My white colonies turned blue in frig! Why? - (Sep/24/2010 )
I've stored my plates in frig for a week and yesterday i wanted to select some white colony for colony pcr but i found that almost all of them turned blue and the rest were pale blue! What happened? Does it lost the insert?
hianghao on Sat Sep 25 00:12:38 2010 said:
I've stored my plates in frig for a week and yesterday i wanted to select some white colony for colony pcr but i found that almost all of them turned blue and the rest were pale blue! What happened? Does it lost the insert?
Nope, it just takes a little while for the concentration of blue pigment to build up. For X-gal Blue-white colour test I usually place my plate of colonies at 4 Celsius overnight.
All blue colonies, including the pale blue ones contain empty vector. Hold the plate up to either a white sheet of paper or a black surface to help tell the difference between pale blue and white.

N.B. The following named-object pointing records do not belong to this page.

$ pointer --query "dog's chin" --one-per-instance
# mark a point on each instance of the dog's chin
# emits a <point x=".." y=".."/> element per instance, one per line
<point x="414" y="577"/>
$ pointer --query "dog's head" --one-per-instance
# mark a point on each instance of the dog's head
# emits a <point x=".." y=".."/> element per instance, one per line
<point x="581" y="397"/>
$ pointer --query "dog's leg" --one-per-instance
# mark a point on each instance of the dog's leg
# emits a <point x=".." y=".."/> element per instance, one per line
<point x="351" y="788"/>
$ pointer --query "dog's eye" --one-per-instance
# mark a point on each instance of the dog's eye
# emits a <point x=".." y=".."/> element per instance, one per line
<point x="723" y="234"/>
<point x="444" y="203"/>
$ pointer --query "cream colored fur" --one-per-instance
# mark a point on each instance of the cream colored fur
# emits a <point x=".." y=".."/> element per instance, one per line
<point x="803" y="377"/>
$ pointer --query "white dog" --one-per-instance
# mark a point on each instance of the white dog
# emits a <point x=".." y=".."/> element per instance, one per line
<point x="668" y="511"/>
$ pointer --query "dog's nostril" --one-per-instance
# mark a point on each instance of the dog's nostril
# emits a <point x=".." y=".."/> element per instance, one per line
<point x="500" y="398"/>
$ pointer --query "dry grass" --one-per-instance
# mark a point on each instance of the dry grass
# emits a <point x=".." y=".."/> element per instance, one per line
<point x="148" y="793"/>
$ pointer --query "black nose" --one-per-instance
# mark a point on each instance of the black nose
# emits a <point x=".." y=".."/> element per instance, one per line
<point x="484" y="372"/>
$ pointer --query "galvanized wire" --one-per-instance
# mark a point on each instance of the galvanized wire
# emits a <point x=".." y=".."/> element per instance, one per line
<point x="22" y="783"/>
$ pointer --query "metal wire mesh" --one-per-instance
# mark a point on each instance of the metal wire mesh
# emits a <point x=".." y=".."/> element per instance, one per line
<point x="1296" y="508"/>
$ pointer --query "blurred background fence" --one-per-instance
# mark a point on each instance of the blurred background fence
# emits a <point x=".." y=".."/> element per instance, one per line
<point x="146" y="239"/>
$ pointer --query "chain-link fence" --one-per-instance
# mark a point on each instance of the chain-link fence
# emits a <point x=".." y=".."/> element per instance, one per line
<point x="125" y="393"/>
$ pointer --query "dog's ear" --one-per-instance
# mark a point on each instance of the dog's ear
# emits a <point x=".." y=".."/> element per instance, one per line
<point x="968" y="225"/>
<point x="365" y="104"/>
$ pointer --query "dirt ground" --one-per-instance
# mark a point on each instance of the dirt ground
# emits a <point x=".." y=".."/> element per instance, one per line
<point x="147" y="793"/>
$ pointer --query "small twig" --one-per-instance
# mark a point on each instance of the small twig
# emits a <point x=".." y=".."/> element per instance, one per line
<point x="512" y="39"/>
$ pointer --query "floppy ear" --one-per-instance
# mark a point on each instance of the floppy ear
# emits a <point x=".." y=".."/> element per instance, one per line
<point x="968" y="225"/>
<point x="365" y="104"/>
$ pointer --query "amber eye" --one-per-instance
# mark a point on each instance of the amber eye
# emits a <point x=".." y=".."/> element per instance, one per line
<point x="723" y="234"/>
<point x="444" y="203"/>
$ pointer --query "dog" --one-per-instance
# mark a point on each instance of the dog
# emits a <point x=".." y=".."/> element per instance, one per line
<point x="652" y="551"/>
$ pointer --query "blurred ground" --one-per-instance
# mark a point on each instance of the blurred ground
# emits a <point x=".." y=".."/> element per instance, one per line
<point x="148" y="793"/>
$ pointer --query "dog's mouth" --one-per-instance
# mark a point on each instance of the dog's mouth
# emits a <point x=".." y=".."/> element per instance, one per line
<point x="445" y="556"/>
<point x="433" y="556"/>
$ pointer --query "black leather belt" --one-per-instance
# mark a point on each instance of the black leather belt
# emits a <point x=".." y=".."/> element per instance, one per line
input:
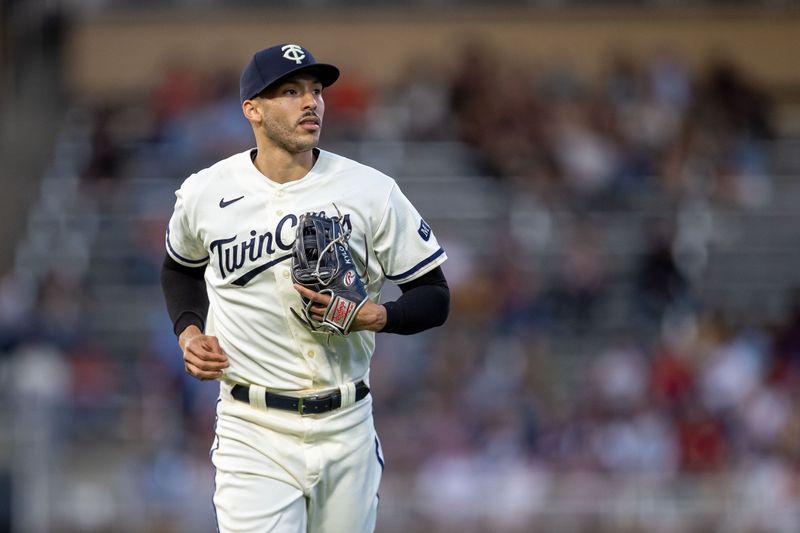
<point x="304" y="405"/>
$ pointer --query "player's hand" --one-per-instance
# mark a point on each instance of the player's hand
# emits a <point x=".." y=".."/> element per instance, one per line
<point x="202" y="356"/>
<point x="371" y="316"/>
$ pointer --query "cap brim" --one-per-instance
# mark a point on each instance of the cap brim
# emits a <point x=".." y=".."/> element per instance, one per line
<point x="325" y="73"/>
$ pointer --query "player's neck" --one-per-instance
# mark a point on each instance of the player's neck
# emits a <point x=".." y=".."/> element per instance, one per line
<point x="281" y="166"/>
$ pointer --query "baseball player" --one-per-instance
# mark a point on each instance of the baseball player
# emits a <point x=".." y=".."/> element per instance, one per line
<point x="295" y="447"/>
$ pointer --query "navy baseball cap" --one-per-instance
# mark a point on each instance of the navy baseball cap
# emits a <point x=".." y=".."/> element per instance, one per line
<point x="275" y="63"/>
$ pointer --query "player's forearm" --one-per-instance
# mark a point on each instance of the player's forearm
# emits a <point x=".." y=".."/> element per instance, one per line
<point x="187" y="333"/>
<point x="425" y="304"/>
<point x="185" y="293"/>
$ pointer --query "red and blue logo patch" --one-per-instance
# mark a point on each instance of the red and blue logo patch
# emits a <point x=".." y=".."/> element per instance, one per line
<point x="424" y="230"/>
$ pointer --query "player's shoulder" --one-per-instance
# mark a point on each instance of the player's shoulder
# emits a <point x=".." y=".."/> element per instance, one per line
<point x="224" y="167"/>
<point x="215" y="175"/>
<point x="343" y="168"/>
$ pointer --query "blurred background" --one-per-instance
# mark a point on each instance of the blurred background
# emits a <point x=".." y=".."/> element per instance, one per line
<point x="615" y="183"/>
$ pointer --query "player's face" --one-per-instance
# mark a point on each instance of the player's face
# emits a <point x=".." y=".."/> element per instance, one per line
<point x="292" y="113"/>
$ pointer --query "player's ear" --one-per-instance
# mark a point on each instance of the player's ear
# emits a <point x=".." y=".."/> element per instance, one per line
<point x="251" y="111"/>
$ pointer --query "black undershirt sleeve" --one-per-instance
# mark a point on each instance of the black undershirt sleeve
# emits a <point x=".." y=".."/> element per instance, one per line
<point x="185" y="292"/>
<point x="424" y="304"/>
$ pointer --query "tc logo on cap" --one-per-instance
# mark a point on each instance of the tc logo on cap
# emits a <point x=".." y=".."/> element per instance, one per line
<point x="294" y="53"/>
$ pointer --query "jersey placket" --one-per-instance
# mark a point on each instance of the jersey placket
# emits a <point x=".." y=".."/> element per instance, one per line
<point x="311" y="353"/>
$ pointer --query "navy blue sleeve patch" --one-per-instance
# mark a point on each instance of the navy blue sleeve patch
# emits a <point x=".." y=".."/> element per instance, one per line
<point x="424" y="230"/>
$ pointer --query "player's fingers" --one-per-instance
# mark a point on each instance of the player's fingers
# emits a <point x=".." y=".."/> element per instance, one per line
<point x="316" y="297"/>
<point x="203" y="375"/>
<point x="205" y="348"/>
<point x="212" y="345"/>
<point x="204" y="363"/>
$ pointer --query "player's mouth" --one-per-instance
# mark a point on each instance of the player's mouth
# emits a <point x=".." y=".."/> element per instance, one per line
<point x="310" y="123"/>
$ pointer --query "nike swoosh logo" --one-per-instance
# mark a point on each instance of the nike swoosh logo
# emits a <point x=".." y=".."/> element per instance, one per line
<point x="223" y="203"/>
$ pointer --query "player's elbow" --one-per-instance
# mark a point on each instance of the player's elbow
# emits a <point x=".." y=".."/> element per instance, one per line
<point x="440" y="306"/>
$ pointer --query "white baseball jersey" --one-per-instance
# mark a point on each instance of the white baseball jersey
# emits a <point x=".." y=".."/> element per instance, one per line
<point x="242" y="225"/>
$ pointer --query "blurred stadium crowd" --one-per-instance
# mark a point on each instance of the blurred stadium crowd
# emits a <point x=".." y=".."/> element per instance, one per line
<point x="680" y="416"/>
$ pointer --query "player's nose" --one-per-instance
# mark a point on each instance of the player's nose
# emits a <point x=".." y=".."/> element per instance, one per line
<point x="310" y="100"/>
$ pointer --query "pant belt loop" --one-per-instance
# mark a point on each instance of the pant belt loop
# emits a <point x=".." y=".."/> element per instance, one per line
<point x="258" y="397"/>
<point x="348" y="391"/>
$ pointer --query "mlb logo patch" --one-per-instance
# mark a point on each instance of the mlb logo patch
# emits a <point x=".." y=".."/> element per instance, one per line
<point x="424" y="230"/>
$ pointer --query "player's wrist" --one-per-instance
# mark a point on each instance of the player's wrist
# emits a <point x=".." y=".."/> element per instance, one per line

perneseblue on Sat Sep 25 01:06:43 2010 said:
hianghao on Sat Sep 25 00:12:38 2010 said:
I've stored my plates in frig for a week and yesterday i wanted to select some white colony for colony pcr but i found that almost all of them turned blue and the rest were pale blue! What happened? Does it lost the insert?
Nope, it just takes a little while for the concentration of blue pigment to build up. For X-gal Blue-white colour test I usually place my plate of colonies at 4 Celsius overnight.

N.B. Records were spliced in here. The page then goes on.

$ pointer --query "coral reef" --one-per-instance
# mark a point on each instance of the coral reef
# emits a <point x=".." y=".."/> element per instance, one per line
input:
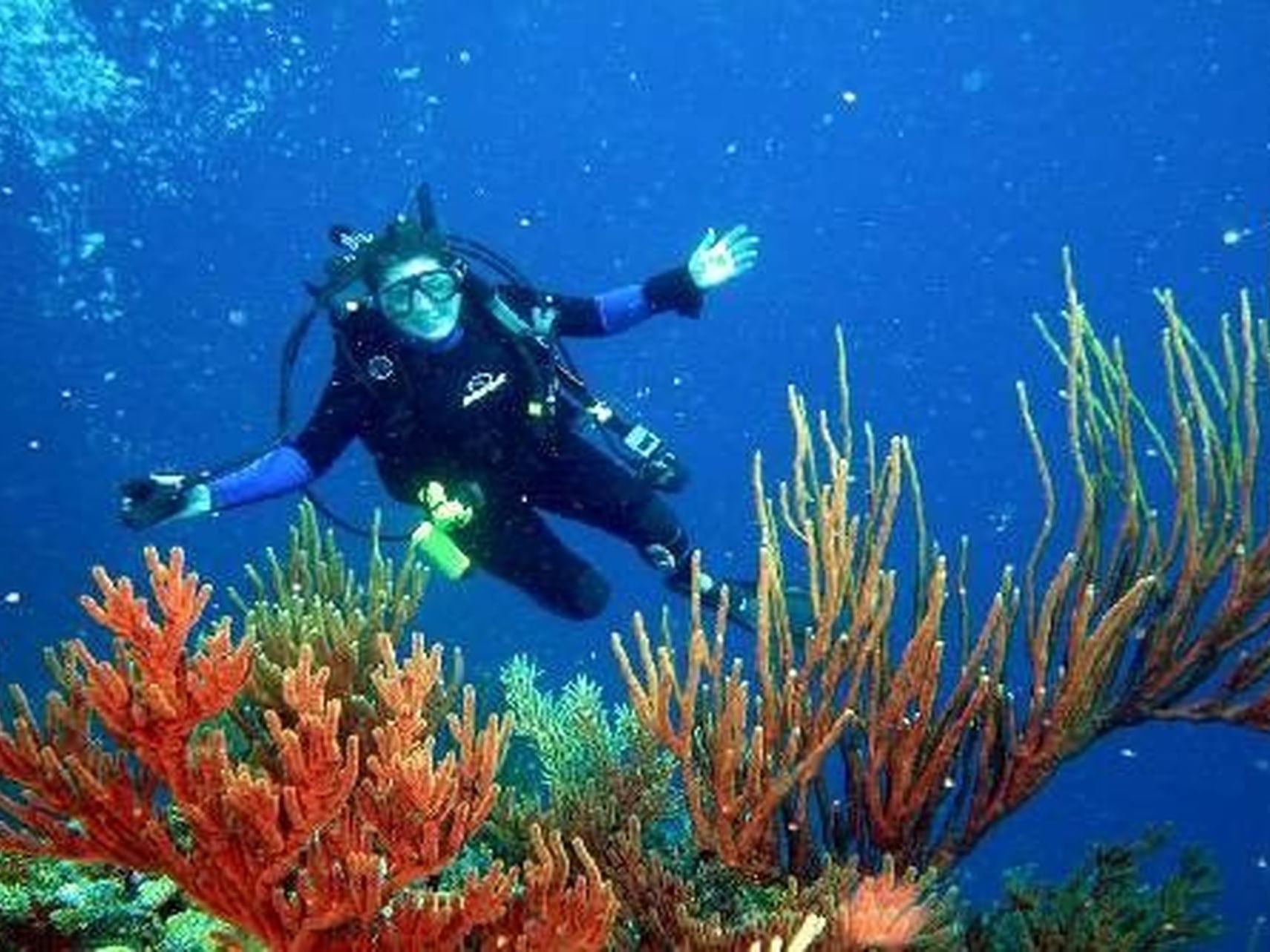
<point x="307" y="844"/>
<point x="1105" y="905"/>
<point x="1141" y="618"/>
<point x="324" y="782"/>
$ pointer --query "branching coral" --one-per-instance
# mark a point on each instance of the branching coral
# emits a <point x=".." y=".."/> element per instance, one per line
<point x="309" y="846"/>
<point x="1138" y="620"/>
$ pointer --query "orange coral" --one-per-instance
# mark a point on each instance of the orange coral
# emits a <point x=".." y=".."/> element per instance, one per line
<point x="307" y="841"/>
<point x="883" y="912"/>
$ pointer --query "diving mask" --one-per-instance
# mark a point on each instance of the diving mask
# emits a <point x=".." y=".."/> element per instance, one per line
<point x="425" y="303"/>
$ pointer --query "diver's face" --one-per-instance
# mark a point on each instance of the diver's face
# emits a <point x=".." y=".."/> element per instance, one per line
<point x="422" y="298"/>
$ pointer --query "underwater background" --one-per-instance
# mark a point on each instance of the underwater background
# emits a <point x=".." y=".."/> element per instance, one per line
<point x="168" y="173"/>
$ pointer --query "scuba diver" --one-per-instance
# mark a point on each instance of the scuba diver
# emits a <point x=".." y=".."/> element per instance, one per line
<point x="460" y="390"/>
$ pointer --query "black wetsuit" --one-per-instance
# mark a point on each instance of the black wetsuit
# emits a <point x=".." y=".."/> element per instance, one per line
<point x="461" y="416"/>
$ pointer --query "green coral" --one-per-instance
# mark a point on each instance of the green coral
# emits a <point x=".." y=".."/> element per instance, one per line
<point x="57" y="904"/>
<point x="1105" y="905"/>
<point x="598" y="766"/>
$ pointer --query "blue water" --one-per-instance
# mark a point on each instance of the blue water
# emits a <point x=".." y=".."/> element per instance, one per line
<point x="914" y="171"/>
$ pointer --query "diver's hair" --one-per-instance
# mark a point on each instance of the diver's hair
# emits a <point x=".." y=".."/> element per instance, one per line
<point x="403" y="239"/>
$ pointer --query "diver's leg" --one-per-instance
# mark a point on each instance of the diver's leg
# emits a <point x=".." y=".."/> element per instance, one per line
<point x="587" y="485"/>
<point x="512" y="542"/>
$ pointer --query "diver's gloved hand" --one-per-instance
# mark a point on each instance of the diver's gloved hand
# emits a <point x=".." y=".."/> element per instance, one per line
<point x="720" y="259"/>
<point x="162" y="496"/>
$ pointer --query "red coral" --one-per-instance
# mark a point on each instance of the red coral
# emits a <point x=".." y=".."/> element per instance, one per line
<point x="305" y="843"/>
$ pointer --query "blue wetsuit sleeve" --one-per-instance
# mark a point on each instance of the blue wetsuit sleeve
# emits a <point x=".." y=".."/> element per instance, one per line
<point x="621" y="309"/>
<point x="338" y="418"/>
<point x="278" y="471"/>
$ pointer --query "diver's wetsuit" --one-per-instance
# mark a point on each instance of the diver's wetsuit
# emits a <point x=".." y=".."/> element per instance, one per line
<point x="457" y="413"/>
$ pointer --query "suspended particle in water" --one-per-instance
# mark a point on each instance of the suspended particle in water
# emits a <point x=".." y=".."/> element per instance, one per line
<point x="1236" y="237"/>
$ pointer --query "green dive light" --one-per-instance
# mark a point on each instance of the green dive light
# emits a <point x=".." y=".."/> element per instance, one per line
<point x="433" y="539"/>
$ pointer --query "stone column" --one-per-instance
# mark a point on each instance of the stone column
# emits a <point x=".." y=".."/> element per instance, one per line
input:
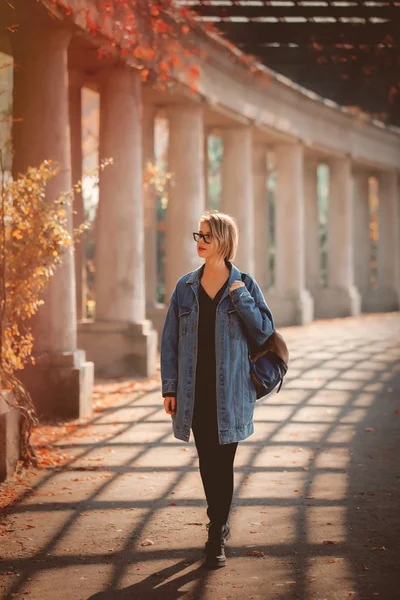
<point x="388" y="243"/>
<point x="362" y="245"/>
<point x="121" y="341"/>
<point x="61" y="381"/>
<point x="291" y="303"/>
<point x="261" y="229"/>
<point x="237" y="190"/>
<point x="150" y="208"/>
<point x="186" y="201"/>
<point x="340" y="298"/>
<point x="206" y="188"/>
<point x="311" y="226"/>
<point x="75" y="117"/>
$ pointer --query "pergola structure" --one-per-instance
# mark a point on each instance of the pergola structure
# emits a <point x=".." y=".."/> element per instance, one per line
<point x="344" y="51"/>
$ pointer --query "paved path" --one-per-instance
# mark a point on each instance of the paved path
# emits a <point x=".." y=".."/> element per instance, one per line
<point x="317" y="491"/>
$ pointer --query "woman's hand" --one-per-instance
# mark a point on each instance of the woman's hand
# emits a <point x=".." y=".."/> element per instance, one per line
<point x="170" y="405"/>
<point x="235" y="285"/>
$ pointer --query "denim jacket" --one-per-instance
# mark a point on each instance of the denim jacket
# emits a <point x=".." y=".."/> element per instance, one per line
<point x="241" y="316"/>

All blue colonies, including the pale blue ones contain empty vector. Hold the plate up to either a white sheet of paper or a black surface to help tell the difference between pale blue and white.

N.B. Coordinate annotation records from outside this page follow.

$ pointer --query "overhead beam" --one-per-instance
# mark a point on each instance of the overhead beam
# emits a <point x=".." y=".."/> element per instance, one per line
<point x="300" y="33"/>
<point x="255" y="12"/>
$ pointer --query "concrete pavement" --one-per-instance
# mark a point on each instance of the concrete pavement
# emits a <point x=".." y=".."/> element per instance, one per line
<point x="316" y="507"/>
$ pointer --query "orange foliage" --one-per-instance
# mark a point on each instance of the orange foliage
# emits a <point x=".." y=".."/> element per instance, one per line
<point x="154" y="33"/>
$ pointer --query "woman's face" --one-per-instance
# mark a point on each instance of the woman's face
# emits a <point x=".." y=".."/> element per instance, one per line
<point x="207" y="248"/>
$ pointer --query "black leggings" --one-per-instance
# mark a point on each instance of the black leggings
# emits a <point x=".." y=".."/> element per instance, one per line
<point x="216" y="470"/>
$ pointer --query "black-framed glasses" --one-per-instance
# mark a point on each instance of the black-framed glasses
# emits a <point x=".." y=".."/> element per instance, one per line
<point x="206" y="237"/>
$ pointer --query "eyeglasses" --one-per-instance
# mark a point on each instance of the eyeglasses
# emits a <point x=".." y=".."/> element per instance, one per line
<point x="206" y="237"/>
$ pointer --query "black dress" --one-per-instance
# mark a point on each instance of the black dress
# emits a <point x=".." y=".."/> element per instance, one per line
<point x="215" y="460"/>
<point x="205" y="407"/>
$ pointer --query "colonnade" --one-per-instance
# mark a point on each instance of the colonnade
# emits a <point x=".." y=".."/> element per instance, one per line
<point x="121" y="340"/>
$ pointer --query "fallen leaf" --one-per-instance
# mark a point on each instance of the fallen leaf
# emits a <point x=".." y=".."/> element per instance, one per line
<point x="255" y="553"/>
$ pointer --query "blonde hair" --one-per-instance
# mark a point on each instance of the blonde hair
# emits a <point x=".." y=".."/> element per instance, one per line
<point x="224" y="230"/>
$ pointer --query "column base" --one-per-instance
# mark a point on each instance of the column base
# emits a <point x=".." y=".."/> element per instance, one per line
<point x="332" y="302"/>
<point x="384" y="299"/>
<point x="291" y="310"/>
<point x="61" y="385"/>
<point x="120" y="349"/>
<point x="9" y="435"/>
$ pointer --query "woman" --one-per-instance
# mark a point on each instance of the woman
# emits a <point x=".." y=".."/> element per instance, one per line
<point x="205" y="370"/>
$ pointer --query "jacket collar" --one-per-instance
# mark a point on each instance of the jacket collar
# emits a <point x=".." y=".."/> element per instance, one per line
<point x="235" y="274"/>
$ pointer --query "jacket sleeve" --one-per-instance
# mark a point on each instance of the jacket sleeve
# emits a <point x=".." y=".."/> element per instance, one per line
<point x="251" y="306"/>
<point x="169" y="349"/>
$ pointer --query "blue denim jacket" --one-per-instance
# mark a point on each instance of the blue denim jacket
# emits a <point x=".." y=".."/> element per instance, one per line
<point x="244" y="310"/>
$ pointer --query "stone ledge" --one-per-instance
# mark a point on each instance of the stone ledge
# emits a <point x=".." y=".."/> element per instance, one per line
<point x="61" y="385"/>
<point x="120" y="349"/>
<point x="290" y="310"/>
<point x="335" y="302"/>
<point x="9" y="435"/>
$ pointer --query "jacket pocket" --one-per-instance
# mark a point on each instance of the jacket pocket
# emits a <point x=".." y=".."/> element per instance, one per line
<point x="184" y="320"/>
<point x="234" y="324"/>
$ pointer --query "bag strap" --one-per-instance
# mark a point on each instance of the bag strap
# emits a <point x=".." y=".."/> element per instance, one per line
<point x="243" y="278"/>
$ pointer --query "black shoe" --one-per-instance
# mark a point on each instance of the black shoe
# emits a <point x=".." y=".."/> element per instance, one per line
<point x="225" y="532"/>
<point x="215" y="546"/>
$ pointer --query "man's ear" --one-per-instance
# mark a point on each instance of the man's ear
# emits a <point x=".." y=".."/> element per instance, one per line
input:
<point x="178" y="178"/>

If it is so, how long should i keep my plate after spreading to ensure the white colonies are the real white colonies? I incubated for 16-20 hours at 37C and picked the white colonies. Only after a week the white colonies turned blue.
It depends on how much X-gal and IPTG was added to the plate, and what your definition of blue is. Pale blue (almost white) or deep blue.
For me, after spreading the cell culture, I leave it at 37 C for colonies to develop. After that I take the plate and leave it for another 24hr at 4-10 C. That is usually enough to tell the difference between white and pale blue.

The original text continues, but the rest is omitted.